From Dusty World in December of 2014:
|You can learn anywhere, but some places are better than others|
We had one of our few professional development days last week (this one on metacognition) and I had a moment of insight in spite of the circumstances.
For the better part of three hours we were sitting on too-small benches designed for children in a large, drafty, echo-y cafeteria listening to booming, static-y microphones and online videos. It was a near perfect storm of poor environmental factors around learning for me. I’m not a good auditory learner at the best of times, when barriers to listening are in place I quickly fall off the engagement wagon, though I try to hang on.
Why was our professional development done here? Because we could fit two schools worth of teachers into that space. When teachers don’t consider basic pedagogical factors in teaching each other, it makes me wonder what happens in their classrooms (also designed to fit as many bodies as possible).
What would a learning space designed for learning (rather than body count) look like? Tech could mitigate the need for massive spaces to warehouse lots of bodies. We’ve build this complex and expensive communications infrastructure between schools, but we still expect teachers to burn fossil fuels and gather physically for material that could have more efficiently and effectively been delivered through interactive video and shared notes. If the advanced life-long learners aren’t going to test these possibilities, who will?

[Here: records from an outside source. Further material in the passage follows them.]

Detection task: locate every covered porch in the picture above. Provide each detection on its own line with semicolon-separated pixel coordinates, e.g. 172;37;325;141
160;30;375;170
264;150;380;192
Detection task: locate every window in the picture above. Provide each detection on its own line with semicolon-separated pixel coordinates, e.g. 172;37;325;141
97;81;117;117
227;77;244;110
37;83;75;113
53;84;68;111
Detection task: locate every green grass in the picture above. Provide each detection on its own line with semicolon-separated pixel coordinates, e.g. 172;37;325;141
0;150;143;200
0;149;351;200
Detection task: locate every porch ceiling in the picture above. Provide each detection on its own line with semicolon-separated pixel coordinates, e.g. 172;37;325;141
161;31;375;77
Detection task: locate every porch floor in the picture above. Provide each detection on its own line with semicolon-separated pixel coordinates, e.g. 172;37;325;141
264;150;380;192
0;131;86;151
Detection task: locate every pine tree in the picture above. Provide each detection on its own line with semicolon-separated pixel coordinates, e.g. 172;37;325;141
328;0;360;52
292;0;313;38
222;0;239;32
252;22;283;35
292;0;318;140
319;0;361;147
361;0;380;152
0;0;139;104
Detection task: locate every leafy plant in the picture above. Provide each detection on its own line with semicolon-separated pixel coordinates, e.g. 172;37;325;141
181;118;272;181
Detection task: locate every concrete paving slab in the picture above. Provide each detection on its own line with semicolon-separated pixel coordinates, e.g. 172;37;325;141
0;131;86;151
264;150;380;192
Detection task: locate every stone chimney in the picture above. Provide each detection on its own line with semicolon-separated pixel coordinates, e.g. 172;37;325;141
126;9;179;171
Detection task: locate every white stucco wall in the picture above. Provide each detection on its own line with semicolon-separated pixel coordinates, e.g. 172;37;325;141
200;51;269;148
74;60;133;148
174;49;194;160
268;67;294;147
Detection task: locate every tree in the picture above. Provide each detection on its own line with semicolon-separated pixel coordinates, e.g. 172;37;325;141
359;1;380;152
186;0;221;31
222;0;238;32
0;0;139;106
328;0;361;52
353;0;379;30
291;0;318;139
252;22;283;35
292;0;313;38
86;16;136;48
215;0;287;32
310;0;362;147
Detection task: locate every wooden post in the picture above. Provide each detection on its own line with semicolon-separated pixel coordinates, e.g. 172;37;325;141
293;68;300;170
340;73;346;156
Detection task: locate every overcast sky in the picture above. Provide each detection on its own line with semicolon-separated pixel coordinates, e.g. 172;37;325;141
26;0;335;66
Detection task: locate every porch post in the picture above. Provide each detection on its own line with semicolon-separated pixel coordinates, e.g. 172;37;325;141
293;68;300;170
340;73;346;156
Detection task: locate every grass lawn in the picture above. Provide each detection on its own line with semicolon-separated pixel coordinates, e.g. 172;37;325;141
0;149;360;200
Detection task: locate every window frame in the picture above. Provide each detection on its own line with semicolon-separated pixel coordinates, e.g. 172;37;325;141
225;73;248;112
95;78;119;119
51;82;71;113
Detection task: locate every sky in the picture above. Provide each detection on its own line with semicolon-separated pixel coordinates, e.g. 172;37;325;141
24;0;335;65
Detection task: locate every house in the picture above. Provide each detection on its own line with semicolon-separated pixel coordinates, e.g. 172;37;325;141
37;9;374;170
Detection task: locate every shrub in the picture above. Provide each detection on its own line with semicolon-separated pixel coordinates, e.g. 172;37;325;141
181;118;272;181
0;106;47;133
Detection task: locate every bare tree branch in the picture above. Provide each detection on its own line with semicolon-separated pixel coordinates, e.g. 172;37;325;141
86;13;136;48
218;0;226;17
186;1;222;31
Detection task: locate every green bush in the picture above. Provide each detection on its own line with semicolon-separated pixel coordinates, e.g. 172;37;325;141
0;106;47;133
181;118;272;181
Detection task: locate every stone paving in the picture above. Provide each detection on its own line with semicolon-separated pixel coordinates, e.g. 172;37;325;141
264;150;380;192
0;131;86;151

It was in this environment, rather ironically, that Jenny Donohoo, one of the presenters, clarified procedural learning for me. She did it in the context of metacognition, but it allowed me to more accurately understand why I fell out of subjects in high school that I otherwise had a great deal of interest in.
I’d initially entered physics wanting to get into astronomy, but instead of science being a tool with which to explore the universe, I discovered that it (at least in high school in the 1980s) was a procedural course designed to chase anyone who didn’t like repetition for the sake of it out. I greatly enjoyed computers too, but the computer science teacher approached the subject with the same procedural bent, as did most of my math teachers. I’d like to think that things have changed since I was taking those classes, but the amount of photocopies still pouring out of those departments suggests otherwise.
I’d often find myself in a math or science class doing procedural work with no idea why. I’m not averse to procedural work, in fact, I have a great deal of respect for it. You don’t spend hundreds of hours power skating with a psychotic Russian figure skating instructor in full goalie’s equipment if you don’t appreciate what drilling can do for you, but I never suffered through that for the sake of suffering through that, I did it to become a better hockey goalie.
|You don’t have to look far for inspirational sports quotes.
Many encourage practice, but the goal is never practice itself.
When students are asked to do procedural work (ie: getting drilled in skills so they become second nature), the reason why they are being asked to do this difficult, repetitive thing had better be crystal clear or you’re going to run into engagement problems. I’ll suffer through power skating, or exhausting 6am practices in a frozen arena if I know it’ll give me a better chance at peak performance in my next game. I’ll get up early and ride a motorbike until my legs are jello if I know it will lead me to a moment of bliss on two wheels. I won’t do these difficult things without a reason. No one has ever described dedication as doing something for no clear reason (that would be futility).
When I look back on my experiences in mathematics, science and computer science I see teachers who want to drill students without telling them why. They want stringent discipline without a goal. Unless you’re some sort of masochist or really enjoy being told what to do, procedural learning for the sake of it is likely to cause a great deal of friction with your learners; it chased me right out of those subjects.
Another thing Donohoo said in that PD was, “the most useful thing you can do for your students is find ways to communicate what is going on in your mind when you are practising your discipline.” Maybe some teachers simply enjoy solving problems and couldn’t give a care that there isn’t a greater goal in mind, but that alienates a lot of students. If your expertise allows you to do something useful, articulating that to your students is a valuable way to engage them in your discipline.
I’ve tackled this from an individual teacher perspective, but procedural learning leaks into the classroom in other ways. The most obvious example is the data gathering process of standardized testing. You can take any complex skill like literacy or numeracy and by applying standardized testing to it, reduce learning to procedure. Doing this can often result in better standardized testing scores! No one loves procedure more than statistics gatherers. I’m speculating, but I bet there is a high correlation between those teachers with encyclopedic, complex marks books and procedural approaches to learning.
They are usually the ones wringing their hands over engagement and classroom management.
The idea that education is something we do to students fits well with this procedural approach. Bells ring, ten year old photocopies are handed out, teachers repeat what they’ve said before word for word, and we continue the production line. Sometimes I’m amazed that anyone learns anything in a school.